Schon in den Jahren 2012 bis 2016 konnte beispielsweise China die Zahl der OEM-Werke im Land um rund ein Drittel von 32 auf 42 steigern. „China wird in der Produktion bald Europa von der Spitzenposition verdrängen“, prognostiziert Buss.
Der Studie zufolge wird Europa im Jahr 2030 mit immer noch 50 Prozent der gesamten Wertschöpfung zwar weiter das Premiumsegment dominieren (2017: 56 Prozent), der Anteil Chinas werde allerdings von 13 Prozent auf 20 Prozent steigen. Die sogenannte Glokalisierung der eigenen Wertschöpfung, also die globale Gestaltung der eigenen Produkte und Prozesse, werde für die Zulieferer mehr und mehr wettbewerbsentscheidend, sagt Berking.
Hinzu komme, dass sich die Fahrzeuge und damit ihre Komponenten inhaltlich stark verändern, ergänzt er: „Bereits heute entwickeln Automobilzulieferer ein neues Produktverständnis, weil sie am Markt für vernetzte Fahrzeuge teilhaben wollen. Immer wichtiger werden digitale Dienste und Anwendungen für das Fahrzeug, die auf Softwarelösungen basieren.“
Rolle des digitalen Integrators
Gute Aussichten auf margenstarkes Wachstum etwa bietet laut Studie in Zukunft die Rolle des digitalen Integrators. Dieser werde dank hoher Fähigkeiten etwa bei der Integration von Software und der Digitalisierung von Produkten sowie eines globalen Produktions- und Entwicklungsnetzwerks für Hersteller unverzichtbar.
Sogenannte Tier-0,5-Zulieferer dagegen könnten sich zwischen OEM und Premiumlieferanten (Tier 1) schieben. Sie bieten noch komplexere Systeme an, etwa komplette Fahrgestell-„Skateboards“ für E-Autos oder Gesamtsysteme für autonomes Fahren. Am anderen Ende der Wertschöpfungskette werden sich Online- und direkte Aftermarket-Geschäfte stark entwickeln und Zulieferer herausfordern.
Viele Unternehmen würden sich schon auf die „stürmischen Zeiten“ vorbereiten, schreiben die Studienautoren. Die Handlungsfelder seien vielfältig und reichten von schnellerem Launch-Management über Wachstums- und Investitionsfinanzierung in einem anspruchsvolleren Zinsumfeld bis hin zur Gewinnung neuer Talente.

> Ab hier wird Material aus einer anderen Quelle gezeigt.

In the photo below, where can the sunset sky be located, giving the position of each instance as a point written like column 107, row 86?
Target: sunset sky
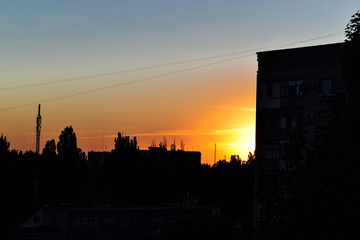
column 180, row 69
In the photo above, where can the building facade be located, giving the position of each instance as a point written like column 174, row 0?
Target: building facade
column 293, row 87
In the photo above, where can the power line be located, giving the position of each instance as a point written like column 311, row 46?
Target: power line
column 148, row 78
column 121, row 84
column 31, row 85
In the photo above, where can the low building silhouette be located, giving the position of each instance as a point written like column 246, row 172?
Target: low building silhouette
column 108, row 222
column 156, row 157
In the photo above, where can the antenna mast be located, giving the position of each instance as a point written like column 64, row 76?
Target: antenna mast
column 38, row 129
column 215, row 155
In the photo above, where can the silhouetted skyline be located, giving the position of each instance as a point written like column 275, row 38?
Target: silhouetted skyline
column 212, row 103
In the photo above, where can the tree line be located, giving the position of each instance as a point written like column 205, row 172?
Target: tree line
column 61, row 174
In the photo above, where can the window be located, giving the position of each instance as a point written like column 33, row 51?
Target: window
column 288, row 122
column 268, row 90
column 36, row 219
column 292, row 88
column 326, row 87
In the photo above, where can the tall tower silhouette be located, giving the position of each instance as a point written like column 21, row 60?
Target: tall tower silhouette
column 38, row 129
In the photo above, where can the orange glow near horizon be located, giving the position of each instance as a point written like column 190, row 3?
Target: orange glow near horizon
column 218, row 108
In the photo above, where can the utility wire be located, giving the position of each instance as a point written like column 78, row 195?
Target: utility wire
column 31, row 85
column 121, row 84
column 148, row 78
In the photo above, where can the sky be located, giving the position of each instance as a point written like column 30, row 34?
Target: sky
column 176, row 69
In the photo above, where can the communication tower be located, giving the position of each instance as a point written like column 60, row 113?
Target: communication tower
column 38, row 129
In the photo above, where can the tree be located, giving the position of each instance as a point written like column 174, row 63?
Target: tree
column 50, row 148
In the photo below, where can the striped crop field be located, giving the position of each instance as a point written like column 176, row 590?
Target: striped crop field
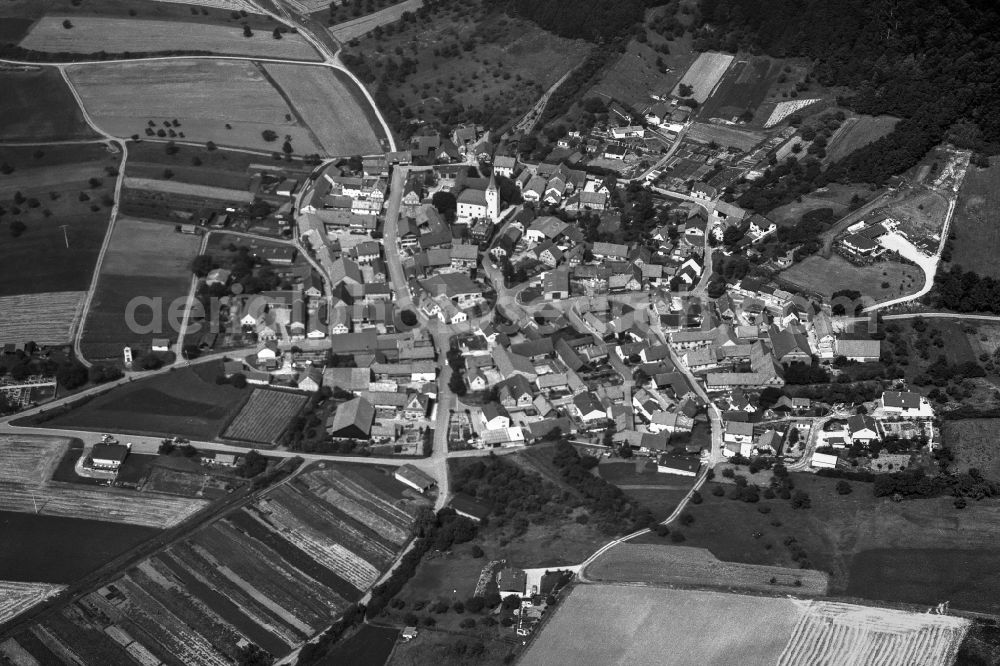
column 265, row 416
column 843, row 634
column 15, row 597
column 46, row 319
column 704, row 74
column 272, row 574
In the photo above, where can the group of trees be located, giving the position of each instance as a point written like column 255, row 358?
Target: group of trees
column 870, row 48
column 965, row 291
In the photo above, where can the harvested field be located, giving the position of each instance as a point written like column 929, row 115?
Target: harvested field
column 835, row 633
column 265, row 416
column 15, row 598
column 146, row 268
column 825, row 276
column 974, row 443
column 648, row 625
column 37, row 106
column 112, row 505
column 680, row 565
column 203, row 95
column 57, row 177
column 784, row 109
column 704, row 74
column 977, row 241
column 30, row 459
column 91, row 34
column 724, row 136
column 45, row 319
column 186, row 402
column 330, row 104
column 354, row 28
column 857, row 132
column 188, row 189
column 743, row 88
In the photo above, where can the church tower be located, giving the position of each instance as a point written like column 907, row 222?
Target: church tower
column 493, row 199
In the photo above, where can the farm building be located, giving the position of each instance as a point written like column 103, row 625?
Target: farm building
column 669, row 463
column 353, row 419
column 465, row 505
column 109, row 456
column 824, row 461
column 415, row 478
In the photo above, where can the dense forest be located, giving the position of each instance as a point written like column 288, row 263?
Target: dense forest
column 935, row 65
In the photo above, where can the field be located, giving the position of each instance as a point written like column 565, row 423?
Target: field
column 974, row 443
column 186, row 402
column 26, row 465
column 46, row 319
column 846, row 634
column 635, row 76
column 743, row 88
column 680, row 565
column 784, row 109
column 53, row 180
column 977, row 234
column 203, row 95
column 274, row 574
column 348, row 30
column 835, row 534
column 15, row 598
column 648, row 625
column 704, row 74
column 146, row 265
column 188, row 189
column 34, row 547
column 724, row 136
column 332, row 106
column 857, row 132
column 37, row 106
column 131, row 35
column 265, row 416
column 511, row 63
column 826, row 276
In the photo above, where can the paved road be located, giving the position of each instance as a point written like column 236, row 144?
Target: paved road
column 91, row 290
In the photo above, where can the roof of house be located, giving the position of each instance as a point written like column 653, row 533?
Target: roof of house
column 357, row 413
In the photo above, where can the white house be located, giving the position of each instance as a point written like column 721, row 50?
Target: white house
column 906, row 404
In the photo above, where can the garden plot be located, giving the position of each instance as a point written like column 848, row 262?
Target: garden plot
column 704, row 75
column 91, row 34
column 203, row 95
column 15, row 598
column 45, row 319
column 265, row 416
column 331, row 106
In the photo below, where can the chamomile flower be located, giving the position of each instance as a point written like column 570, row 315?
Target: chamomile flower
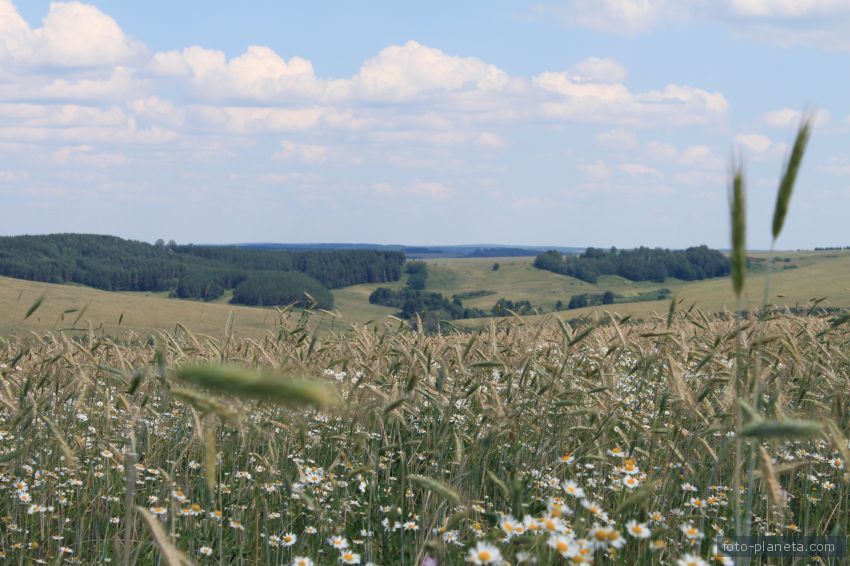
column 637, row 530
column 484, row 553
column 509, row 525
column 572, row 488
column 563, row 545
column 691, row 560
column 691, row 532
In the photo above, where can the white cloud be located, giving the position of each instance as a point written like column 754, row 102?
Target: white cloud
column 615, row 103
column 786, row 8
column 600, row 70
column 61, row 41
column 626, row 17
column 406, row 72
column 258, row 74
column 821, row 24
column 302, row 152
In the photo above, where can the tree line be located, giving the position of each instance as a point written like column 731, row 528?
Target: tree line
column 640, row 264
column 188, row 271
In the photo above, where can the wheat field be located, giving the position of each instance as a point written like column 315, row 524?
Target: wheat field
column 526, row 441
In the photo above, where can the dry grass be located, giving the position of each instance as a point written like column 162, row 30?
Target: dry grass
column 453, row 436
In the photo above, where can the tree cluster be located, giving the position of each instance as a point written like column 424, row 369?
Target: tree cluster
column 641, row 264
column 188, row 271
column 282, row 288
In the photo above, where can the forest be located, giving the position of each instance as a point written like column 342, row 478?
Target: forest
column 191, row 271
column 639, row 264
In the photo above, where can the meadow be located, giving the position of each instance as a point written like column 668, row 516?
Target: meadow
column 525, row 441
column 308, row 440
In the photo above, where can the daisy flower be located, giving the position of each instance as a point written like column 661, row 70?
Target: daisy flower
column 637, row 530
column 572, row 488
column 692, row 532
column 691, row 560
column 484, row 553
column 563, row 545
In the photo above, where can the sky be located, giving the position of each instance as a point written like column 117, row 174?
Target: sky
column 569, row 122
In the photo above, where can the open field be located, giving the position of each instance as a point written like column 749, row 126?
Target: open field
column 527, row 442
column 817, row 274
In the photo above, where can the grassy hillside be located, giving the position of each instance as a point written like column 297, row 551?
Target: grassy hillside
column 817, row 274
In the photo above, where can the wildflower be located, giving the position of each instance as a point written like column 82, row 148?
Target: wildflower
column 553, row 524
column 572, row 488
column 721, row 559
column 484, row 553
column 691, row 560
column 557, row 508
column 692, row 532
column 563, row 545
column 629, row 467
column 509, row 525
column 531, row 524
column 637, row 530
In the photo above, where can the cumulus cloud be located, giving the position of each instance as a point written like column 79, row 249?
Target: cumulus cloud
column 818, row 23
column 59, row 41
column 614, row 102
column 305, row 153
column 600, row 69
column 258, row 74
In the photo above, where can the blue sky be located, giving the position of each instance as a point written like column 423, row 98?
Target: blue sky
column 572, row 122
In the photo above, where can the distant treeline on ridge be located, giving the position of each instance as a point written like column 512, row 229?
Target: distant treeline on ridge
column 197, row 272
column 640, row 264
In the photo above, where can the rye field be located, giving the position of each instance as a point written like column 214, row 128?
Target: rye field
column 526, row 441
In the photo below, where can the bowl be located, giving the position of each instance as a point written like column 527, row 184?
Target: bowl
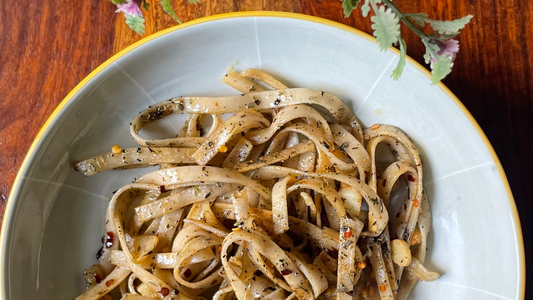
column 54, row 219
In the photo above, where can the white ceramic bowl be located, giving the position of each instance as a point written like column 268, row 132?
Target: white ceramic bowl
column 54, row 220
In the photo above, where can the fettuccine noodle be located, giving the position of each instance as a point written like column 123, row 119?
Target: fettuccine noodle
column 288, row 198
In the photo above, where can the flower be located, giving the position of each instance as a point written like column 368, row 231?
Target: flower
column 131, row 7
column 449, row 48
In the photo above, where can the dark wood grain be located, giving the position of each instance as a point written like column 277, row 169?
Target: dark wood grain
column 48, row 46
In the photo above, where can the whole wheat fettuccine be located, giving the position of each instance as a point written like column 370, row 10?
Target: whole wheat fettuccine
column 286, row 198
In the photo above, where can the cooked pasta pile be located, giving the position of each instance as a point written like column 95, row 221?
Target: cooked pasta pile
column 287, row 198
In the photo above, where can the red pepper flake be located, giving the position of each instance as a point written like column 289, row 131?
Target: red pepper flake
column 348, row 233
column 98, row 278
column 99, row 253
column 188, row 273
column 164, row 291
column 110, row 238
column 333, row 254
column 286, row 272
column 109, row 282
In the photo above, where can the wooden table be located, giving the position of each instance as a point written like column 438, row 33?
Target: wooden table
column 48, row 46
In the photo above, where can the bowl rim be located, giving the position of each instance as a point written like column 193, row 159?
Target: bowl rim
column 17, row 184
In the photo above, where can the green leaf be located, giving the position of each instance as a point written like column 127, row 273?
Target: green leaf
column 386, row 26
column 449, row 27
column 441, row 68
column 365, row 9
column 145, row 5
column 349, row 6
column 430, row 48
column 396, row 73
column 420, row 18
column 167, row 7
column 135, row 23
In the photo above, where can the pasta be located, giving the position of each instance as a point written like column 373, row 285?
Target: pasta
column 288, row 198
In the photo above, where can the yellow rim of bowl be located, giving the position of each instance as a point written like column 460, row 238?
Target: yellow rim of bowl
column 54, row 115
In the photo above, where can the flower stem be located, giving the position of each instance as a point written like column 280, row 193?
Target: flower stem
column 425, row 39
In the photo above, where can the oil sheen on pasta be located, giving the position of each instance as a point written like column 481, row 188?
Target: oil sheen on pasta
column 288, row 198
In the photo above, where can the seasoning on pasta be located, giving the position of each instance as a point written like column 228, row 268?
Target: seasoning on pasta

Ein wichtiges Erfolgskriterium gerade für kleine und mittlere Zulieferer bestehe darin, ob es ihnen gelinge, hoch qualifizierte und motivierte junge Mitarbeiter im globalen Talentwettbewerb an sich zu binden, sagt Buss: Re-Innovation in einer Zeit der Disruption werde in einer durch Konsolidierung und Neuordnung bestimmten Zuliefererlandschaft zur Überlebensstrategie, an die sich auch die Hersteller anpassen müssten.